Using SingleStore as a Time Series Database

Akmal Chaudhri
9 min readOct 11, 2021

--

Abstract

SingleStore is a very versatile database system. It is based upon Relational Technology and supports multi-model capabilities, such as Key-Value, JSON, Full-Text Search, Geospatial and Time Series.

This article will explore SingleStore’s support for Time Series data by using historical S&P 500 stock data from Kaggle. We’ll also build a quick dashboard to visualise candlestick charts using Streamlit.

The SQL scripts, Python code and notebook files used in this article are available on GitHub. The notebook files are available in DBC, HTML and iPython formats.

Introduction

Since the advent of Relational Database Technology, many new requirements to manage data have emerged. Luminaries, such as Martin Fowler, have proposed Polyglot Persistence as one solution for managing diverse data and data processing requirements, as shown in Figure 1.

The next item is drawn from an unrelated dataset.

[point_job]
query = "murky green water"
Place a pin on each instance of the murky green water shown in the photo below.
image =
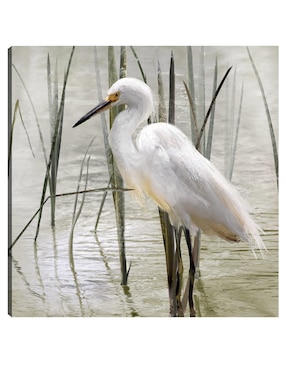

Figure 1. Polyglot Persistence.

However, Polyglot Persistence comes with costs and has attracted criticisms, such as:

In an often-cited post on polyglot persistence, Martin Fowler sketches a web application for a hypothetical retailer that uses each of Riak, Neo4j, MongoDB, Cassandra, and an RDBMS for distinct data sets. It’s not hard to imagine his retailer’s DevOps engineers quitting in droves.
— Stephen Pimentel

and also:

What I’ve seen in the past has been is if you try to take on six of these [technologies], you need a staff of 18 people minimum just to operate the storage side — say, six storage technologies. That’s not scalable and it’s too expensive.
— Dave McCrory

There have also been some proposals for using micro-services to implement a Polyglot Persistence architecture in recent years. However, SingleStore can provide a simpler solution by supporting diverse data types and processing requirements in a single multi-model database system. This offers many benefits, such as lower TCO, less burden upon developers to learn multiple products, no integration pains, and more. In a series of articles, we’ll discuss SingleStore’s multi-model capabilities in more detail. We’ll start with Time Series data.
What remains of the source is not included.